As shown in FIG. 30, the foot surface 38 comprises a mid-foot receiving surface 44 and a heel receiving surface 46, which extend above the heel level 68, and the mid-foot supporting surface 70, respectively. The foot receiving surfaces 44 and 46 can also include an anti-slip surface 48 to provide foot traction. The anti-slip surface 48 can be a tread and a groove pattern, an anti-slip material, any suitable surface pattern or any suitable material that provides foot traction to the user. The perimeter surfaces 50 around the perimeter of the base mat 20 is drafted or angled for increased stability. The front surface 52 is of greater draft angle than the rest the surfaces. The bottom surface 54 of the mat 20 can comprise an anti-slip material for an anti-slipping surface or have anti-slipping features such as tread and groove patterns.
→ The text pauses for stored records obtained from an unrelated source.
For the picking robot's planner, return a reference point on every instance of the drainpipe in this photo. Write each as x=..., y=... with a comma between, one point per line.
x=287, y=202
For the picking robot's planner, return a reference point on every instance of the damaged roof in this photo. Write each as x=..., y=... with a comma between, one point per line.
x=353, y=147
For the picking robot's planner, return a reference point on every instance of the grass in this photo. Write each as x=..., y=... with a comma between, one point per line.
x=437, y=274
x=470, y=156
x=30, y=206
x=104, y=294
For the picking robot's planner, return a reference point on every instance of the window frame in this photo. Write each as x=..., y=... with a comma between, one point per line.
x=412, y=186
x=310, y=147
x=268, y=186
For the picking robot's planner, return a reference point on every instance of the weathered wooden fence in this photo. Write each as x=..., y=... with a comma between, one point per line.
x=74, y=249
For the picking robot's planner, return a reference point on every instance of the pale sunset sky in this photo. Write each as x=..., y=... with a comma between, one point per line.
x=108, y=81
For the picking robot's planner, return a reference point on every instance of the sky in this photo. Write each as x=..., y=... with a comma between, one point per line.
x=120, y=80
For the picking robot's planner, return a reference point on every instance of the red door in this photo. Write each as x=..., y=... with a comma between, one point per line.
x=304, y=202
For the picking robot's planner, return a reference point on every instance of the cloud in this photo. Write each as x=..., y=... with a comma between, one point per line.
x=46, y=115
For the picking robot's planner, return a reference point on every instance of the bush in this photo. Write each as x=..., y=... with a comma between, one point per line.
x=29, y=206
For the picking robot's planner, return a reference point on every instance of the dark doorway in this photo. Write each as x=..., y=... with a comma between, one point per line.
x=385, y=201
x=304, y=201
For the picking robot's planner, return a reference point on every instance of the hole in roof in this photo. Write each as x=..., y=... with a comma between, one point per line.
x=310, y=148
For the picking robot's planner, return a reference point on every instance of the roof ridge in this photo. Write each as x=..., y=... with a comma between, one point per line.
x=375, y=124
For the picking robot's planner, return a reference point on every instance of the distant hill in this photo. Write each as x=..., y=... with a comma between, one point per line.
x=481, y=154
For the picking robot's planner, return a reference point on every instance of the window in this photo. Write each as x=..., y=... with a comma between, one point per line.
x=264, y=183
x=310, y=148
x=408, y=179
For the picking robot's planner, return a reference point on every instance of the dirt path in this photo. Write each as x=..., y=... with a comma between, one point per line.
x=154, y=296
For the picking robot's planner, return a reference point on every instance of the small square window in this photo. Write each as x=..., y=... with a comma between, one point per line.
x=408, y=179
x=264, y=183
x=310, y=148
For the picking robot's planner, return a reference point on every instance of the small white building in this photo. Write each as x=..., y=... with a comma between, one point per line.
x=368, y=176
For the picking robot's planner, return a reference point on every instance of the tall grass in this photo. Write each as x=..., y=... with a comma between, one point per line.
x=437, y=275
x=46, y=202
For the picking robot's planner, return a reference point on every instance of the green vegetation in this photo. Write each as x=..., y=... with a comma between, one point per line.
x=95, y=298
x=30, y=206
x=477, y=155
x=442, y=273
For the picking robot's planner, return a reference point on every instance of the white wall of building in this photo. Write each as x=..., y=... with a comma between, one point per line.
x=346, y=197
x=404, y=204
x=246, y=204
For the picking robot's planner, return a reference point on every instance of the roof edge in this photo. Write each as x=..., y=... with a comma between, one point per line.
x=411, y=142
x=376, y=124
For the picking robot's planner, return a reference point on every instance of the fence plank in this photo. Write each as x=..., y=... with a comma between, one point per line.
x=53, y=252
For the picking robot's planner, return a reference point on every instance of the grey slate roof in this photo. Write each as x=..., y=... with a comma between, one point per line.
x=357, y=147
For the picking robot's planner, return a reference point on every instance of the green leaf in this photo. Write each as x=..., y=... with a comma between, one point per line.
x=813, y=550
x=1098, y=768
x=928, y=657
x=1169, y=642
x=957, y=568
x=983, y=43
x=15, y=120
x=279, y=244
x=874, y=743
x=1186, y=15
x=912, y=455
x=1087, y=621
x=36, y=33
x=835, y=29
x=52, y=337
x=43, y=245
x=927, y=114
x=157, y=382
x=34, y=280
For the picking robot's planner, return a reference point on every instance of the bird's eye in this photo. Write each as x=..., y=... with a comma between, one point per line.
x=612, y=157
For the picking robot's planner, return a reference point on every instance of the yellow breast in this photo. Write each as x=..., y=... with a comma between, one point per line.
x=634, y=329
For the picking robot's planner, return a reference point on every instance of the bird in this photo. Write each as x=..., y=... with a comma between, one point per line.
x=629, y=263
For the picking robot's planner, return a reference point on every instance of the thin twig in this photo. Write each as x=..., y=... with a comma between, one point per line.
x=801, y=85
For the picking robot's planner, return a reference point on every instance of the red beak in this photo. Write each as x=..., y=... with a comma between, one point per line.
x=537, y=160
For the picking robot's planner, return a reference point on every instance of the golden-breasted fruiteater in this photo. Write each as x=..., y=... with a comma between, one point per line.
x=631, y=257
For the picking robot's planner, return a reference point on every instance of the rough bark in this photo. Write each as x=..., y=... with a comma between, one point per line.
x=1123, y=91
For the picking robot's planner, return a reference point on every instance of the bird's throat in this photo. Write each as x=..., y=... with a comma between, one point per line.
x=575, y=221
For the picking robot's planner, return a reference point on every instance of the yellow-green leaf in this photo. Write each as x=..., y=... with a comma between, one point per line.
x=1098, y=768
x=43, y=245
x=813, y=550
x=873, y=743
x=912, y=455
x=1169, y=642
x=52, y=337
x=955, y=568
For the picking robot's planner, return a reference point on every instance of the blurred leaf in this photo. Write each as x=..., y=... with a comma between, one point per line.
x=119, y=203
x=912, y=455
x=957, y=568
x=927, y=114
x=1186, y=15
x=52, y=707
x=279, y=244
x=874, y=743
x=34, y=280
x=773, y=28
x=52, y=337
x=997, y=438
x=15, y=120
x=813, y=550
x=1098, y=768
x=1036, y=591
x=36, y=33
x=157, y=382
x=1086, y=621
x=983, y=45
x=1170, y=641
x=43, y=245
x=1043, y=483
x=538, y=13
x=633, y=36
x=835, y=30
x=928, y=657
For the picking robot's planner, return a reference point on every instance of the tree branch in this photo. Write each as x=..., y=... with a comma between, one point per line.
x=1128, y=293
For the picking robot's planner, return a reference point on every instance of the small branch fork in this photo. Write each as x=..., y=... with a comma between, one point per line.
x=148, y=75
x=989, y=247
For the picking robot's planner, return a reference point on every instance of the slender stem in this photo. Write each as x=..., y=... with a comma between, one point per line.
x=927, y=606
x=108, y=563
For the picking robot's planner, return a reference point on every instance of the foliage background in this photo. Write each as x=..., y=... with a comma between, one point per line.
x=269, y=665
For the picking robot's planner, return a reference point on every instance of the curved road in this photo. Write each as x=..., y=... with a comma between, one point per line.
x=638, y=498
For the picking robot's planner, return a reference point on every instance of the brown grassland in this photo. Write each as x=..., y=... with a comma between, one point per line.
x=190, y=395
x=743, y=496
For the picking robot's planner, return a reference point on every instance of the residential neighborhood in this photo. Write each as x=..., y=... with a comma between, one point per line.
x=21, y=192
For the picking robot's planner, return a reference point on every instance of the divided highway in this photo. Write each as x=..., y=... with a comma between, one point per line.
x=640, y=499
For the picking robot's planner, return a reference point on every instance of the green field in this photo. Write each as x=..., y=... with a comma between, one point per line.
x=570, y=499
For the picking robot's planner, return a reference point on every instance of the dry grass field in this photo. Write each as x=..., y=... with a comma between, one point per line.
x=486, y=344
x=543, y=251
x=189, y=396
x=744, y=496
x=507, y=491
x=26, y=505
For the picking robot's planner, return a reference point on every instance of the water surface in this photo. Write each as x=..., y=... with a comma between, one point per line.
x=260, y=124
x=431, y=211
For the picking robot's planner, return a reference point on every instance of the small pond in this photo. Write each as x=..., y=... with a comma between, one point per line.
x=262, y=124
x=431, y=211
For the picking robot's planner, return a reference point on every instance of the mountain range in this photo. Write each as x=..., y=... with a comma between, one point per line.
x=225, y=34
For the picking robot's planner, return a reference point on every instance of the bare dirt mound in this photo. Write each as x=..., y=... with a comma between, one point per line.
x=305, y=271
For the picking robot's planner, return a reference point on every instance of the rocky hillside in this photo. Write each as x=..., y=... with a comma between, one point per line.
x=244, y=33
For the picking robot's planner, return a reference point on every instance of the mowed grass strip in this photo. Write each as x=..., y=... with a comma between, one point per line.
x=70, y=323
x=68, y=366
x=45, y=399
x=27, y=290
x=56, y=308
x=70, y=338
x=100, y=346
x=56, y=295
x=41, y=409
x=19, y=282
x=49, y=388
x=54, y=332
It can be appreciated that the anatomically corrected simulated in place cushioned jogging and running mat 20 can be fabricated of an elastomeric material having a foam core having at least one foam material, with an outer polymer coated fabric shell, fabricated of dissimilar foam materials which are bonded together.

The cushioned mat 20 can be constructed of a foam core comprising of one or more foam materials 25, with an outer polymer coated fabric shell 26 as shown in FIG. 4 or the entire cushioned mat 20 can be molded with one or more types of foams. Alternatively, rigid members such as spring or structural reinforcement can be incorporated into the base material to enhance performance. In addition, dissimilar foam materials can be bonded or multi-component molded to form the mat 20.

The elastomeric material can be a foam material, an open cellular foam system, closed cell type foam or other suitable elastomeric material. The base foam material consists of a material selected from a list of materials consisting of polyurethane, polypropylene, polyethylene, polyvinyl chloride, ethylene vinyl acetate, natural rubber and synthetic rubber.

In addition, the mat 20 is preferably fabricated from a material having a density range from 2 lb. to 12 lb. per cubic feet, however, it can be appreciated that any suitable density range can be used.

Also, a system of elastomeric gel material consisted of at least one gel material having the characteristics of the foam described within this document can be used in place of a foam material or foam system.

It is understood that the preceding description is given merely by way of illustration and not in limitation of the invention and that various modifications may be made thereto without departing from the spirit of the invention as claimed.